The marriage would end in 1920. The whole affair provides an interesting insight into how certain news regarding celebrities varies from era to era, as the entire matter was really fairly scandalous. Harris and Chaplin met when Harris was only 16 years old and at the time of their marriage she was just 17 and likely thought to be pregnant or she believed she was. They would subsequently have a baby in 1919 who died after only three days of life and the marriage fell rapidly apart. Harris had, overall, a tragic life, dying at age 42.

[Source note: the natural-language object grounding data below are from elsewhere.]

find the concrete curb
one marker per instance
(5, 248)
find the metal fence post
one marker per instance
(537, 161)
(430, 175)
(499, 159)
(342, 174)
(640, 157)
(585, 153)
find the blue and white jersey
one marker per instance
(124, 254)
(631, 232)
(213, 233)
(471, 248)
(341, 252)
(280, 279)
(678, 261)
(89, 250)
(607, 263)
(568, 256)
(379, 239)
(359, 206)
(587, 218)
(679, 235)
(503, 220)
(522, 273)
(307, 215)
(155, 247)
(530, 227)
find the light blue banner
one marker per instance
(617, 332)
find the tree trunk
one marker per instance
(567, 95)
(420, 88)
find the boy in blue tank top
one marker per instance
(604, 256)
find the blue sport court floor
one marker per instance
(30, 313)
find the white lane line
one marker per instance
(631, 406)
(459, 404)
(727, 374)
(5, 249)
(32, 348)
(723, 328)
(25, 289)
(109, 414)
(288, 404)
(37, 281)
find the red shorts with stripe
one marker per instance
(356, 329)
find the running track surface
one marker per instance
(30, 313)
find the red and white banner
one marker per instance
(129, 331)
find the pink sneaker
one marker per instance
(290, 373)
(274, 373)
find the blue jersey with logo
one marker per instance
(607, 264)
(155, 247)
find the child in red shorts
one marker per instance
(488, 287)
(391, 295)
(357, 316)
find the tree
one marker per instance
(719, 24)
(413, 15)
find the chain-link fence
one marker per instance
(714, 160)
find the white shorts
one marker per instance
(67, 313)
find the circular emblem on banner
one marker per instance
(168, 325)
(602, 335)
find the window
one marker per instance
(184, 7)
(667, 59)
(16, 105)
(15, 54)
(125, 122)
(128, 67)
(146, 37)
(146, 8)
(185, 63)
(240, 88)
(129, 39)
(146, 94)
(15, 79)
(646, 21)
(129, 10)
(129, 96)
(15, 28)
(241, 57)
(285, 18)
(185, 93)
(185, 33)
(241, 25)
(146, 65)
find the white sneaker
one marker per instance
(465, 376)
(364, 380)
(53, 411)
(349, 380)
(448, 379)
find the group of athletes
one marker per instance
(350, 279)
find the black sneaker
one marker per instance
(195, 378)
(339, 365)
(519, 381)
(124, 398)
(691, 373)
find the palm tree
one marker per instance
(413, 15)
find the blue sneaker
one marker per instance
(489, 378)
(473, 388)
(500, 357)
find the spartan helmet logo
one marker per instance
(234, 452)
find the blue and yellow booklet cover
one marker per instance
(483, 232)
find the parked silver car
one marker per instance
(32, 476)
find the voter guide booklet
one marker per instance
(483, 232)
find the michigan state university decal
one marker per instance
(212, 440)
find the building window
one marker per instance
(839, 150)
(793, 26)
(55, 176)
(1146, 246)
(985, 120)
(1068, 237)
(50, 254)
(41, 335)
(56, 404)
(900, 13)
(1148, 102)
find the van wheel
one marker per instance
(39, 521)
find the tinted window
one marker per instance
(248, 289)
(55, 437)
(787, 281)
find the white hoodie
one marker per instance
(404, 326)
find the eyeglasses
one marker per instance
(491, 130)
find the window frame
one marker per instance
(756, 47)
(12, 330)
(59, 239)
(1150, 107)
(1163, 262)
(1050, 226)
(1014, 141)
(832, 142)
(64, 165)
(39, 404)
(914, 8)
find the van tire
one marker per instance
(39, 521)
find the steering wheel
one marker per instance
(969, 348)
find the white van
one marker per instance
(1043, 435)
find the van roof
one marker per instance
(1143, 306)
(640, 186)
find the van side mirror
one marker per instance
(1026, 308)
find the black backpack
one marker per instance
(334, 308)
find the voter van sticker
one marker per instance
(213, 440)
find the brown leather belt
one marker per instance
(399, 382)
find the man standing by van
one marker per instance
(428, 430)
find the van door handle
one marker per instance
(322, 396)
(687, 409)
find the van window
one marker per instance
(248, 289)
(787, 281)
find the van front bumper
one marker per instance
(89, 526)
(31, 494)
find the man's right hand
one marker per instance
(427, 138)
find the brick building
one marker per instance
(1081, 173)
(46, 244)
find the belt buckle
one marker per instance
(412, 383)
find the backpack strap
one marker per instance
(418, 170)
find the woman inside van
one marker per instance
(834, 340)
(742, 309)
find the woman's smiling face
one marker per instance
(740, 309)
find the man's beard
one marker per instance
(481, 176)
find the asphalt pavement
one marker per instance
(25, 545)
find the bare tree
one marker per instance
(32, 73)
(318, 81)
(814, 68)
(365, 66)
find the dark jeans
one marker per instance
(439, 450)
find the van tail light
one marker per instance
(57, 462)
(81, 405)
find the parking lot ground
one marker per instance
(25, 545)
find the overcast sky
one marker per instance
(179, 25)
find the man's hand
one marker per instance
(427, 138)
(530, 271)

The entire event has the taint of scandal attached to it. Chaplin was 35 yeas old, twenty years older than Harris, when the affair commenced with the teenage actress he'd met at a party. The clearly involved a relationship that would have constituted statutory rape and which today would result in the end of Chaplin's career. At the time, and for decades thereafter, the marriage of couples in that situation precluded prosecution as married couples may not testify against each other, but perhaps the more significant aspect of the story to us in 2019 is that the marriage didn't result in an outcry, which it most definitely would now. Instead it was celebrated and in Cheyenne it was certainly such.

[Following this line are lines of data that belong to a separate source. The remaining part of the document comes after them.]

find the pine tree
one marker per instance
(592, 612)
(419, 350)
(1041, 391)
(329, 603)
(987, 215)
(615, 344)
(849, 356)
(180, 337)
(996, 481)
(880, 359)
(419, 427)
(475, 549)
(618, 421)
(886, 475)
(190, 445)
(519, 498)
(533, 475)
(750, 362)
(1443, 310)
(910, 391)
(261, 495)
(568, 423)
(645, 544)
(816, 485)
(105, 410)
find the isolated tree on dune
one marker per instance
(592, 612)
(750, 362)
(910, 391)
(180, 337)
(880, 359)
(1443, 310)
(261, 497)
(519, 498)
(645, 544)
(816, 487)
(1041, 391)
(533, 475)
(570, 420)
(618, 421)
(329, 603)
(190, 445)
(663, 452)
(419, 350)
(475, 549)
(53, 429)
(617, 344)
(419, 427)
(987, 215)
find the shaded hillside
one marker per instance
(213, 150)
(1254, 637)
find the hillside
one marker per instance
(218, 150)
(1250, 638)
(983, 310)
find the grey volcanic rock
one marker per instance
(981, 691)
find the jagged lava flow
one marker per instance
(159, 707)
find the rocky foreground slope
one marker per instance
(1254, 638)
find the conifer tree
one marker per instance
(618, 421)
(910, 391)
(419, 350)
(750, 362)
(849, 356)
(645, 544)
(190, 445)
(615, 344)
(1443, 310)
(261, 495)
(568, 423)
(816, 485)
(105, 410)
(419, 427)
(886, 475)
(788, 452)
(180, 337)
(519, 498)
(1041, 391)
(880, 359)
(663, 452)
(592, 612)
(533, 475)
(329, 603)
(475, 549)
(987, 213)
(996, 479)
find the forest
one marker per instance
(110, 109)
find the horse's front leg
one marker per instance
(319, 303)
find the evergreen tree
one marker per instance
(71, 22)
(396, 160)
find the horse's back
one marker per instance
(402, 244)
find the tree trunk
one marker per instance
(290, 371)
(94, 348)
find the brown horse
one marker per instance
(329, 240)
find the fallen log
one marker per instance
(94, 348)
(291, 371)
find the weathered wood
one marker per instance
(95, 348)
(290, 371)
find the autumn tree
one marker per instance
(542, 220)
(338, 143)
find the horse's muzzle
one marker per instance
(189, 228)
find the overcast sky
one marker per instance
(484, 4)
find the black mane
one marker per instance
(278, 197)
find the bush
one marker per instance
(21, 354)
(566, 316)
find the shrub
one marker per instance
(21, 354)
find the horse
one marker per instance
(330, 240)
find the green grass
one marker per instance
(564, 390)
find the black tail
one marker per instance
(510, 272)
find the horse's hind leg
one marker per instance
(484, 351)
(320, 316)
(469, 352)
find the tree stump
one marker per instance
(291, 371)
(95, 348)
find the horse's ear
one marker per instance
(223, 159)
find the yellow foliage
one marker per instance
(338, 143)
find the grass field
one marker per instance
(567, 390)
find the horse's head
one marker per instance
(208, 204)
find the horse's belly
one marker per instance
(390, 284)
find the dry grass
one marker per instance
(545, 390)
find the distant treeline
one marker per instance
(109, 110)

The taint of scandal, or the presumption that there would have been one, is all the more the case as Chaplin's next wife, Lillita McMurry, was 16 years old when he started dating her at age 36. That marriage would not last, and he'd next marry Paulette Goddard when he was in her early 20s. Goddard was the only one of Chaplin's four wives who was legally an adult at the time they started their relationship. That marriage didn't last, and he next met, romanced and married Oona O'Neil, who was 17 years old at the time. They married when she was 18 and he was 54, and remained married until his death at age 73. With all that, Chaplin is still celebrated as a comedic genius (I really don't see it myself) and is widely admired, which would certainly note be the case today.

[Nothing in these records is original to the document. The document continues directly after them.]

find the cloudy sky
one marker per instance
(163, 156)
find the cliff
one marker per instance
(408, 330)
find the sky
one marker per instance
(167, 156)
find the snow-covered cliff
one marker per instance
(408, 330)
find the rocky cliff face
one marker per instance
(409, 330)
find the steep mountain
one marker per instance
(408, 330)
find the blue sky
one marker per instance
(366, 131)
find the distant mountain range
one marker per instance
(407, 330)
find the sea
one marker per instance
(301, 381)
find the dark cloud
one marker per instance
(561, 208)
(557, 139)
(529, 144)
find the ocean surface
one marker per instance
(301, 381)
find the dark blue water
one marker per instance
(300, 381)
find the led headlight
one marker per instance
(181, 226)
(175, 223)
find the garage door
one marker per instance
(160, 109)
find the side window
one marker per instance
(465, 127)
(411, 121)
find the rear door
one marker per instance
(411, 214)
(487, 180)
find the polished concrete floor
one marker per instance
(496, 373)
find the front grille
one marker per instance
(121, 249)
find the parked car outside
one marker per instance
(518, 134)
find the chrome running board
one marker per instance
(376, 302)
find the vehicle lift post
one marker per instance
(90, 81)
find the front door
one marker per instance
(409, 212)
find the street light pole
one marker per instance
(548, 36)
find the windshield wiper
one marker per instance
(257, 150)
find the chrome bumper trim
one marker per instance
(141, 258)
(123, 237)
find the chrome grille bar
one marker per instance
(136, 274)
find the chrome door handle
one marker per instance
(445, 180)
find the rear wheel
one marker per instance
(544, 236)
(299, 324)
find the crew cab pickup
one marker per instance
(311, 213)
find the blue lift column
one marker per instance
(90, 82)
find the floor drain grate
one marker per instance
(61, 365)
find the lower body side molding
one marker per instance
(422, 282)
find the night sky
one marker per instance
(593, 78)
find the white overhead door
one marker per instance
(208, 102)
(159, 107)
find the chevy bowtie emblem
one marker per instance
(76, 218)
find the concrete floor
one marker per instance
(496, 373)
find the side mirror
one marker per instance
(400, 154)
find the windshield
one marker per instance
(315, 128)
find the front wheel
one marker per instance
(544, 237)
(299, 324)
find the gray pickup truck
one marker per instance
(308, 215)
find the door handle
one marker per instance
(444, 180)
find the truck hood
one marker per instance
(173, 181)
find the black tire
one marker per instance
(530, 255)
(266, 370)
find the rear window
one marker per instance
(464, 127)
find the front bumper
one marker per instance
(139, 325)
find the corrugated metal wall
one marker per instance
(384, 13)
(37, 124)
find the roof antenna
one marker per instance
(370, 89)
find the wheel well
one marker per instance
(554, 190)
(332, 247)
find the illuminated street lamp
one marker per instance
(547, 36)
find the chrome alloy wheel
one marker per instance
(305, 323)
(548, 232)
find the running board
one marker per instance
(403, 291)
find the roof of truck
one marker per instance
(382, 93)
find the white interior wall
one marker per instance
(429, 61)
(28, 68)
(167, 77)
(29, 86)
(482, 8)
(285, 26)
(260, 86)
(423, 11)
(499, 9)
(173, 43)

All of that, however, may simply be evidence how people are seemingly willing to allow teenage girls in particular to be exposed to creepy stuff on the presumption that it'll advance their careers. In the 20th Century this continued on with actresses for ever, even featuring as a side story in the novel
The Godfather (and briefly alluded to in the film). It likely continued on until the modern "Me Too" movement, and can be argued to have spread into sports.
At the same time, hope that the Reds might fall in Russia was rising.
While in the US, fears over coal supplies, which were critical to industry and for that matter home heating, were rising.